Alternative investments highlights

Hedge Funds

  • Over a full market cycle, we believe hedge funds can help decrease risk and improve diversification.
  • At this point in the cycle, we prefer strategies like Relative Value and Macro that can help reduce volatility by being less correlated to risky assets.
  • Nondirectional strategies such as Convertible Arbitrage, Merger Arbitrage, and even Long/Short Credit can provide diversification.
  • Corporate deal activity continues to track to historical levels in 2021, fueled by large amounts of “dry powder” in both corporate coffers and Private Equity portfolios.

Private Capital

  • Private Equity valuations generally lag the public market by six to nine months.
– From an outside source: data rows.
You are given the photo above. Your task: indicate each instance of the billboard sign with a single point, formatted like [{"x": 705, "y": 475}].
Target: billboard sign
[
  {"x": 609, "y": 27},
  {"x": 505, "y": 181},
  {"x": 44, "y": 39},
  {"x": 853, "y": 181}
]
Therefore, we anticipate a reduction in internal rates of return (IRR) and multiples over the next several quarters, should the private market catch up to public valuations as we expect.
  • While exit and initial public offering (IPO) activity should slow heading into a recession, we also recognize a much more attractive entry point for Private Equity, especially Venture Capital and Growth Equity, given the decline in valuations.
  • Private Debt strategies focused on distressed and special situations are becoming more interesting as lending conditions tighten and credit stress builds. We also anticipate opportunities for Direct Lending strategies.
  • While Private Real Estate has historically performed well over a full market cycle, we are cognizant of slowing economic growth potentially offsetting the gains from higher inflation.

Alternative investments, such as hedge funds and private equity/private debt funds, are not appropriate for all investors and are only open to accredited or qualified investors within the meaning of the U.S. securities laws. They are speculative and involve a high degree of risk that is appropriate only for those investors who have the financial sophistication and expertise to evaluate the merits and risks of an investment in a fund and for which the fund does not represent a complete investment program. While investors may potentially benefit from the ability of alternative investments to potentially improve the risk/reward profiles of their portfolios, the investments themselves can carry significant risks. There may be no secondary market for alternative investment interests, and transferability may be limited or even prohibited. Hedge fund strategies, such as Equity Hedge, Event Driven, Macro, and Relative Value, may expose investors to risks such as short selling, leverage, counterparty, liquidity, volatility, the use of derivative instruments, and other significant risks.